The framework, as Paris-based exile leader Rajavi noted, “blatantly contradicts the foundations and guidelines the regime’s Supreme Leader Ali Khamenei had announced personally two weeks ago.”

“A statement of generalities lacking Khamenei’s signature and official approval will never block the path to the regime obtaining nuclear weapons nor prevent its intrinsic deception,” she said.

Although Chapter IX of the Iranian Constitution gives President Hassan Rouhani the duties of signing treaties and international agreements, Rouhani nonetheless reports to Khamenei, the nation’s supreme leader.

The 74-year-old was elected to the all-powerful post in 1989, succeeding the first Supreme Leader in the Islamic Republic, Ayatollah Khomeini.

Under Article 110 of the Iranian constitution, the supreme leader is the final authority and spiritual leader, or grand ayatollah, of Iran. He has full control over foreign policy, the armed forces, and nuclear policy.

“Formally or not, the executive, legislative, and judicial branches of the government all operate under his absolute sovereignty,” Iranian dissident Akbar Ganji wrote of Khamenei in the September 2014 issue of Foreign Affairs. “Khamenei is Iran’s head of state, commander-in-chief, and top ideologue.”

In reminding the world that any nuclear deal emerging from Lausanne must have Khamenei’s sign-off, Rajavi also warned that “continuing negotiations with religious fascism in the framework of appeasement will not make the region and the world secure from the threat of nuclear proliferation.”

Recalling the Tehran regime’s years of heavy investment in obtaining nuclear weapons, Rajavi declared that the only alternative to a nuclear-armed Iran “is a democratic and non-nuclear Iran.”

The idea that merely by negotiating with the current regime in Iran the P5+1 help prop it up was underscored to Newsmax by Ali Safavi, the NCRI’s Washington spokesman.

“Any kind of negotiation makes up for the deficit of political legitimacy and the popular support that this regime lacks,” Safavi told Newsmax.

He recalled how in 2009, there was overwhelming evidence of popular opposition to the theocratic government in the form of massive demonstrations in the streets. After reform candidate Mir-Hossein Mousavi was counted out in a presidential election many thought rigged and fraudulent, protesters took to the streets branding signs that read “Death to Khamenei” and “Death to Velayat-e Faqih [roughly translated as “absolute rule by the clergy” and the title of a 1970 book by Ayatollah Khomeini].”
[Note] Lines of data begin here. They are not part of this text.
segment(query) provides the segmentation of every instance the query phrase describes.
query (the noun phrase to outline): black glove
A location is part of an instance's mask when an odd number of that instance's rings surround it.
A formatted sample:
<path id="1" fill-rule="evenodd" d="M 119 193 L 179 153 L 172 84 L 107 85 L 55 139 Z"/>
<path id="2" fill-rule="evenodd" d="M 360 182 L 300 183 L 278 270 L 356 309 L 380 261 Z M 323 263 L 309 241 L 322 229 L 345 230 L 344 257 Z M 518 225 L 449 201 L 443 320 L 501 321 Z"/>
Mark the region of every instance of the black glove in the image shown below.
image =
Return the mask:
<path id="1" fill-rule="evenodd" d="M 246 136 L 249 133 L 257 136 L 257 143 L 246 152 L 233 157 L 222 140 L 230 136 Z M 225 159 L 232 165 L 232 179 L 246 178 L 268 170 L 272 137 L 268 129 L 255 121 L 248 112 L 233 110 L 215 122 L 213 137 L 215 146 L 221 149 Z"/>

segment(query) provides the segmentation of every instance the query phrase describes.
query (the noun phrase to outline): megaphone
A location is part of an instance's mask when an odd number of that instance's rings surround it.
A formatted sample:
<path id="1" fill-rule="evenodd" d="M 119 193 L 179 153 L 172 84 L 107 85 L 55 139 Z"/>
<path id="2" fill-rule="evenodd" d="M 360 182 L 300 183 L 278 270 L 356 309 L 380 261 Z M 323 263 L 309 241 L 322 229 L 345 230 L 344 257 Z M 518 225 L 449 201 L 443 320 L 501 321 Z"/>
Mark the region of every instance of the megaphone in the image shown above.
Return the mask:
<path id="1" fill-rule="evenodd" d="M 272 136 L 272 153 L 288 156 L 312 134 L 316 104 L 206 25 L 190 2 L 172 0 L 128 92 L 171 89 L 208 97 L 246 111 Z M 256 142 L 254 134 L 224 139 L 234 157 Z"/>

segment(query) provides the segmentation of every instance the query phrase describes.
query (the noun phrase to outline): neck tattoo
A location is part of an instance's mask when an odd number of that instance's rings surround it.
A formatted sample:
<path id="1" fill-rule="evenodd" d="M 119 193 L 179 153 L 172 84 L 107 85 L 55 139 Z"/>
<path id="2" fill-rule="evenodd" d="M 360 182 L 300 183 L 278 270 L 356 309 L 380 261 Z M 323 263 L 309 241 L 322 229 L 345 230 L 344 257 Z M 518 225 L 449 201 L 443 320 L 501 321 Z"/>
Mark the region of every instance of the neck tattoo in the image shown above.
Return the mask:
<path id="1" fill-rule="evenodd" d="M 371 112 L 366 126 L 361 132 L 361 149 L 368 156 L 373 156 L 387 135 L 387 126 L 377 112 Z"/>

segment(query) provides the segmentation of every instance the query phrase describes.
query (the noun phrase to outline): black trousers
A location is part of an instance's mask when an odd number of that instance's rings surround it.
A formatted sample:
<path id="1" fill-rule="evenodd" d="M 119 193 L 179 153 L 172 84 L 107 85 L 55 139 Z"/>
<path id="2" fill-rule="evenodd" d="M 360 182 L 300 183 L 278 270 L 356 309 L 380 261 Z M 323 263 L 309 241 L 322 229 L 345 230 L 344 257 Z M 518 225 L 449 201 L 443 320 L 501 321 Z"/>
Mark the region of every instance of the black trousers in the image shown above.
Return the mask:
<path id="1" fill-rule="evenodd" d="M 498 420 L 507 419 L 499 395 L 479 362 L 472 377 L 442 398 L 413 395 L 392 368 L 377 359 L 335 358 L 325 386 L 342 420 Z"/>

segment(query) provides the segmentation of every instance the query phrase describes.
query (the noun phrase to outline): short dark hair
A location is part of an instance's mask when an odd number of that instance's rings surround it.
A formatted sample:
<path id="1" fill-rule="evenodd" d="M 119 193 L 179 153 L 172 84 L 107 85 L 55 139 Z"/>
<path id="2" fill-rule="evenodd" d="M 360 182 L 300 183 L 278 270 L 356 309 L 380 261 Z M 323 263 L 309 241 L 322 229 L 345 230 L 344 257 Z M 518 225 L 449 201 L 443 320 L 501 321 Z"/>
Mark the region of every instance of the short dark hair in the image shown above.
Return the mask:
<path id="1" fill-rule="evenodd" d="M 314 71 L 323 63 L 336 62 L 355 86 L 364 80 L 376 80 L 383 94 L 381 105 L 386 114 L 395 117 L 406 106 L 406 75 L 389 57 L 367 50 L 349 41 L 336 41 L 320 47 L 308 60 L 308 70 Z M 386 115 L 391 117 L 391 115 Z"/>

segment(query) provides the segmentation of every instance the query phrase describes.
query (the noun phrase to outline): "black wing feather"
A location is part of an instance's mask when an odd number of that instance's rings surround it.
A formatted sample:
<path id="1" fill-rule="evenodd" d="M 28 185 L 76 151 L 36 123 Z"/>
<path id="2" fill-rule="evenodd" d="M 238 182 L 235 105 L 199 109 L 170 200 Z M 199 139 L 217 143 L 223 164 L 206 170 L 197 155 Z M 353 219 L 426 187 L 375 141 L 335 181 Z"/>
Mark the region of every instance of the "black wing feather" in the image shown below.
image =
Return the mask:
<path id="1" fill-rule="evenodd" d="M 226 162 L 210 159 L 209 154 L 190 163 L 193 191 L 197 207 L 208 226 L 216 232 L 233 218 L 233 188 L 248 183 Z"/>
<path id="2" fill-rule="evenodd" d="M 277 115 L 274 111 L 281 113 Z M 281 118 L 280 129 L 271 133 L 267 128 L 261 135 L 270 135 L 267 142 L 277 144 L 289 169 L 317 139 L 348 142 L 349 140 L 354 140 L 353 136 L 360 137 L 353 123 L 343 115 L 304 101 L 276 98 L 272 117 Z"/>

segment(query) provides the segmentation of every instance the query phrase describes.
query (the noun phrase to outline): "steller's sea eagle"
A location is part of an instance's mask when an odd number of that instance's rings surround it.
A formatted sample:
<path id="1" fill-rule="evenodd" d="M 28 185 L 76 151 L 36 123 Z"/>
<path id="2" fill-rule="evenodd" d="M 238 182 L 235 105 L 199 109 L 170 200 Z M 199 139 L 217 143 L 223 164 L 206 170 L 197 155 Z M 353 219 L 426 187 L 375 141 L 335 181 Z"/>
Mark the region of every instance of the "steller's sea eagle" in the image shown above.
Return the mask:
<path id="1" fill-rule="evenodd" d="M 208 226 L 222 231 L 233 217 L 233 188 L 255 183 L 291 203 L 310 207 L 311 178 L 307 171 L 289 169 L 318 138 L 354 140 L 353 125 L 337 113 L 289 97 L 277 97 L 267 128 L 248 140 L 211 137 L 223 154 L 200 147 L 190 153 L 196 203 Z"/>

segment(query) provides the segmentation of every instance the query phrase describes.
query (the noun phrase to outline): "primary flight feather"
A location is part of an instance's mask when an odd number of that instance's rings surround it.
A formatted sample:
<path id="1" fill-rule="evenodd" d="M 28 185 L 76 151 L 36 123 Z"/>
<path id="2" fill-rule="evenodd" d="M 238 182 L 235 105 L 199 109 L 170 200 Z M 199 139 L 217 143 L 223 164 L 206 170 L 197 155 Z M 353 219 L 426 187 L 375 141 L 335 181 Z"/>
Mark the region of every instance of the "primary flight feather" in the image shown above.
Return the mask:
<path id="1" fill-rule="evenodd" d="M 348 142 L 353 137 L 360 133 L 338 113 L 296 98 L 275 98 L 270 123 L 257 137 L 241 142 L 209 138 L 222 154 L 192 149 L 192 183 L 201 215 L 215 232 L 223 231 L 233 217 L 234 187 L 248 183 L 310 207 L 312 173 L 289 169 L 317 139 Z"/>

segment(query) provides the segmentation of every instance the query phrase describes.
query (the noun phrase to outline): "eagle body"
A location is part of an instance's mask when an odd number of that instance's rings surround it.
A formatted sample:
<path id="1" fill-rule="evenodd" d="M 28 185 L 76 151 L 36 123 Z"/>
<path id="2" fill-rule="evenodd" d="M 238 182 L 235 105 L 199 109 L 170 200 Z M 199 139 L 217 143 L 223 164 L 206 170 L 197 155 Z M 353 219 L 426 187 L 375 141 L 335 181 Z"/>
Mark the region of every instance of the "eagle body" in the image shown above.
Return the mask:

The uprising was quelled, said Safavi, “in large part because Mousavi was not fundamentally interested in changing the regime. He has been languishing under house arrest since 2009.”
Founded in 1981, NCRI represents political figures, academicians, and other Iranians who have fled their homeland, are dedicated to the overthrow of the Islamic Republic and its replacement with a secular democracy.

The group’s leaders are the lineal heirs to Dr. Mohammad Mossadegh, the colorful nationalist and elected prime minister of post-war Iran. His ouster in a U.S-backed coup in 1953 led to the return to power of the exiled Shah of Iran.

Although Mossadegh’s National Front party was outlawed after the former prime minister’s trial and confinement to his home, his followers regrouped in 1965 to form the People’s Mojahedin Organization to wage demonstrations and armed struggle against the Shah.

Known by the acronym MEK, the same group fought Khomeini after he came to power in 1979 and much of its membership was driven to exile. MEK is now the largest component within the NCRI, whose international conclave in Paris last year drew more than 100,000 participants from throughout the world.